Nella settimana dal 9 al 15 novembre il Gruppo Ferrovie dello Stato Italiane e la Campagna Mettiamoci in Gioco hanno agito insieme per sensibilizzare i cittadini sui rischi del gioco d’azzardo. Sui monitor di bordo delle Frecce Trenitalia e su quelli di Grandi Stazioni e Centostazioni è stato trasmesso lo spot della Campagna; negli Help Center di FS Italiane è stato distribuito materiale informativo; il magazine La Freccia di novembre ha dedicato due pagine al gioco d’azzardo e alla Campagna. La comunicazione è stata veicolata anche attraverso gli account social di FS Italiane con twitter e Youtube. Gli spot volevano far comprendere alle persone che giocano, ma anche ai loro familiari e amici e, più in generale, all’opinione pubblica, l’illusorietà dei messaggi di promozione del gioco d’azzardo, in particolare di quelli che promettono vincite facili. Promesse ingannevoli cui la Campagna risponde con lo slogan “Più giochi, più perdi. (È matematico!)”.
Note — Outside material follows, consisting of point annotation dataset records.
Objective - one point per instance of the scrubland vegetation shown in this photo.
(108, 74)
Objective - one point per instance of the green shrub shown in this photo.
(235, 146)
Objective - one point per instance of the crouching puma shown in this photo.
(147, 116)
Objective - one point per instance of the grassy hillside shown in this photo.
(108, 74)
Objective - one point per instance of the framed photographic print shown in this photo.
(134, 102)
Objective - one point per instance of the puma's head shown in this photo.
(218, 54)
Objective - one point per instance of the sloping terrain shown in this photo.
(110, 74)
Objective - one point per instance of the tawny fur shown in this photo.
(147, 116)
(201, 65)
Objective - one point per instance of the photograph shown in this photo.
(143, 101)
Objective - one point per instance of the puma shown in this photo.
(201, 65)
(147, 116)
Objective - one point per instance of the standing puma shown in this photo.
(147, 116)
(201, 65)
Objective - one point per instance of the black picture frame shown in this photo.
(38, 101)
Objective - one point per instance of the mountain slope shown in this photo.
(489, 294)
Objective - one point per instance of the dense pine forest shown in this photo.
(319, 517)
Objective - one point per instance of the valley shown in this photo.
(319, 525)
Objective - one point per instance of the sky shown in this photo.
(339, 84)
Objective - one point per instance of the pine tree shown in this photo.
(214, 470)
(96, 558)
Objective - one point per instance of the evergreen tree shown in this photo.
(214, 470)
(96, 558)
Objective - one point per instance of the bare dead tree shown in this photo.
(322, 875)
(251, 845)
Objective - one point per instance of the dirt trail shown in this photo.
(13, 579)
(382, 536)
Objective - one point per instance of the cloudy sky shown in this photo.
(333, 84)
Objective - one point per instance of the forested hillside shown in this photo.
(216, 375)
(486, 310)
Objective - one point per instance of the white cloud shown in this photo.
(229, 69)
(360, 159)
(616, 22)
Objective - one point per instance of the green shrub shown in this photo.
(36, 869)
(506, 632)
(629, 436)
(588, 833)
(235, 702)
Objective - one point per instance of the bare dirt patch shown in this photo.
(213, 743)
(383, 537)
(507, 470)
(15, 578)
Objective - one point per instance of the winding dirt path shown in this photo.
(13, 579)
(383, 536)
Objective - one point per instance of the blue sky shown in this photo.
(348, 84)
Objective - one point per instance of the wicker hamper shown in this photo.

Ma a fianco di “Mettiamoci in Gioco” ci saranno ancora le “macchine da gioco”?
Ribadisco quanto detto dal nostro amministratore delegato in conferenza stampa. Questa campagna è una nuova occasione per far conoscere la patologia, fare prevenzione e dare un’opportunità di uscita a chi si è ammalato, proprio perché la ludopatia è un fenomeno che va fermato. E allora quale momento migliore del viaggio in treno, dell’attesa in stazione per riflettere su questo delicato argomento? Da qui deve nascere la forza che va messa a disposizione di chi è rimasto prigioniero di promesse ingannevoli legate al gioco e delle famiglie di queste persone che ne pagano le conseguenze. E quindi in coerenza con queste posizioni il nostro ad ha anche aggiunto che una volta portati a scadenza i contratti con gli esercizi commerciali che nelle stazioni hanno al loro interno anche macchine per il gioco d’azzardo, queste autorizzazioni non saranno più rinnovate. Ovviamente in tutto ciò non c’è nulla di illecito, ma occorre anche mantenere una coerenza etica per chi fa Csr e scegliersi i giusti compagni di viaggio. Per questo anche io recentemente ho declinato l’invito a partecipare a un convegno sui temi della Csr, perché tra le aziende presenti ce n’era una specializzata nel gioco d’azzardo. Peraltro, questo è un tema non nuovo e non risolto e pertanto lo ripropongo alla vostra attenzione, perché sarebbe interessante un ulteriore approfondimento: si può parlare di responsabilità sociale d’impresa anche per quelle imprese che nelle loro attività di produzione (del tutto lecita intendiamoci) producono beni o servizi che contrastano con la libertà, la dignità, l’incolumità fisica o psichica della persona?